Braunschweig. Zu der Forderung von CDU-Innenminister Uwe Schünemann, als Ausgleich für die geplante Aussetzung der Wehrpflicht eine Heimatschutzpflicht einzuführen, erklärt der Braunschweiger FDP-Bundestagsabgeordnete Florian BERNSCHNEIDER:

Uwe Schünemann sollte als niedersächsischer Innenminister unsere Verfassung eigentlich kennen. Die Freiheit der Bürger unseres Landes ist eines der höchsten verfassungsrechtlichen Güter, welches nur in eng umgrenzten Bereichen eingeschränkt werden darf. Ein solcher Bereich ist die Wehrpflicht zum Zwecke der Landesverteidigung und der daraus resultierende Ersatzdienst aus Gewissensgründen. Für einen wie auch immer gearteten allgemeinen sozialen Pflichtdienst oder eine Heimatschutzpflicht gibt es im Grundgesetz keine Grundlage. Und das ist gut so. Das einzige Land, in dem es einen allgemeinen Pflichtdienst gibt, ist die Militärdiktatur Myanmar/Burma. Das sollte auch Herrn Schünemann nachdenklich stimmen.

Ein sozialer Pflichtdienst ist unsinnig und überflüssig. Die enorme Nachfrage junger Menschen nach Plätzen im Freiwilligen Sozialen Jahr (FSJ) und Freiwilligen Ökologischen Jahr (FÖJ) straft alle Lügen, die behaupten, es brauche einen Pflichtdienst, damit sich junge Menschen für ihr Gemeinwesen engagieren. Es ist absurd, dass politisch immer wieder über einen allgemeinen Zwangsdienst diskutiert wird und wir zugleich den jungen Menschen, die sich freiwillig engagieren wollen, nicht genügend geförderte Plätze in den bestehenden Freiwilligendiensten anbieten.
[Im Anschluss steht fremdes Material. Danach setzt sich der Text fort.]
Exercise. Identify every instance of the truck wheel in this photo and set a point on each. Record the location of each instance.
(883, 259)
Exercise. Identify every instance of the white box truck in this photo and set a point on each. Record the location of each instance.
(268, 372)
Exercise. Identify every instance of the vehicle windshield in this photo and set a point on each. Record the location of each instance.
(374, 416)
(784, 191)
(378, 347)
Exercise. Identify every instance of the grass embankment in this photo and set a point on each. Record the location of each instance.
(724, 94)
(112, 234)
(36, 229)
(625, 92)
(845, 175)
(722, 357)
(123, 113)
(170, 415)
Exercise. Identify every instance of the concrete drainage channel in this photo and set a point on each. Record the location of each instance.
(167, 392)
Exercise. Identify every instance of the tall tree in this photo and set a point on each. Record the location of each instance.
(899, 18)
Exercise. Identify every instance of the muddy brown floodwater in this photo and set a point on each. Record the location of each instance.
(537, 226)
Von einem Rückgang freiwilligen Engagements kann keine Rede sein.

Ein allgemeiner Zwangsdienst ist allerdings nicht nur rechtlich nicht umsetzbar, sondern wäre auch volkswirtschaftlicher Unsinn. Die Diskussionen über einen drohenden Fachkräftemangel zeigen, wie unvernünftig es wäre, hundertausende junge Frauen und Männer in einen staatlichen Pflichtdienst zu stecken und sie damit von Ausbildung und Studium abzuhalten.